According to Firebug, the Xpath to the <ul>
that contains all the titles is:
/html/body/table[2]/tbody/tr1/td[2]/table/tbody/tr/td/ul
However, if I paste this directly in Scrapy Shell, it will yield an empty list:
scrapy shell http://seclists.org/fulldisclosure/2002/Jul/index.html
response.xpath('/html/body/table[2]/tbody/tr[1]/td[2]/table/tbody/tr/td/ul')
[]
After some trial and error (since I couldn't figure out from the documentation any way to list the immediate sub-elements from a given Selector (please let em know if you know of one), I figured out that the element "tbody" didn't work on Xpath.
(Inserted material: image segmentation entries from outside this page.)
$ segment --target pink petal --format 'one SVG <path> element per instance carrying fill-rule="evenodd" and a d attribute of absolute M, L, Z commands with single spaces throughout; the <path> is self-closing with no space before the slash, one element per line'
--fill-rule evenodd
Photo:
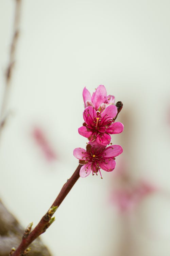
<path fill-rule="evenodd" d="M 91 101 L 91 97 L 89 91 L 85 87 L 83 89 L 83 97 L 84 101 L 84 106 L 85 108 L 89 105 L 87 105 L 87 101 Z"/>
<path fill-rule="evenodd" d="M 92 106 L 87 107 L 84 110 L 83 115 L 84 120 L 86 124 L 90 126 L 94 126 L 94 121 L 97 117 L 96 111 L 94 108 Z"/>
<path fill-rule="evenodd" d="M 89 175 L 91 171 L 91 163 L 87 163 L 83 165 L 80 171 L 79 174 L 80 177 L 82 178 L 85 178 Z"/>
<path fill-rule="evenodd" d="M 117 113 L 117 107 L 114 105 L 110 105 L 107 106 L 101 113 L 102 118 L 104 116 L 114 118 Z"/>
<path fill-rule="evenodd" d="M 115 103 L 115 99 L 113 95 L 108 95 L 107 96 L 106 101 L 109 104 L 114 104 Z"/>
<path fill-rule="evenodd" d="M 123 128 L 124 126 L 123 124 L 120 122 L 116 122 L 109 126 L 106 131 L 110 134 L 120 133 L 123 130 Z"/>
<path fill-rule="evenodd" d="M 73 151 L 73 154 L 78 159 L 80 160 L 83 160 L 83 158 L 86 155 L 86 151 L 81 147 L 76 147 Z"/>
<path fill-rule="evenodd" d="M 87 131 L 87 128 L 85 126 L 81 126 L 78 129 L 79 133 L 81 135 L 88 138 L 92 134 L 91 131 Z"/>
<path fill-rule="evenodd" d="M 116 162 L 115 160 L 111 159 L 109 161 L 106 160 L 107 163 L 104 162 L 99 162 L 99 165 L 103 170 L 106 172 L 111 172 L 115 169 L 116 166 Z"/>
<path fill-rule="evenodd" d="M 105 101 L 107 96 L 107 92 L 104 85 L 99 85 L 91 97 L 91 101 L 97 110 L 99 109 L 102 103 Z"/>
<path fill-rule="evenodd" d="M 110 146 L 105 149 L 102 154 L 104 159 L 114 157 L 120 155 L 123 152 L 123 148 L 119 145 Z"/>
<path fill-rule="evenodd" d="M 107 133 L 103 133 L 97 137 L 96 142 L 101 146 L 107 146 L 109 144 L 111 140 L 111 136 Z"/>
By removing them, I was able to navigate up to /td
:
almost_email_threads = response.xpath('/html/body/table[2]/tr[1]/td[2]/table/tr/td')
However, if I attempt now to reach "ul" it will not work:
email_threads.xpath('/ul')
[]
Now, what confuses me the most is that running:
response.xpath('/html/body/table[2]/tr[1]/td[2]/table/tr/td//ul')
will give me the ul's, but not in the same order as appearing on the website. It skips threads and in different orders. Furthermore it seems impossible to be able to count the amount of replies per thread.
What am I missing here? It's been a while since I've used Scrapy, but I don't recollect being this hard to figure out, and tutorials for whatever reason do not pull out either on Bing or Google for me.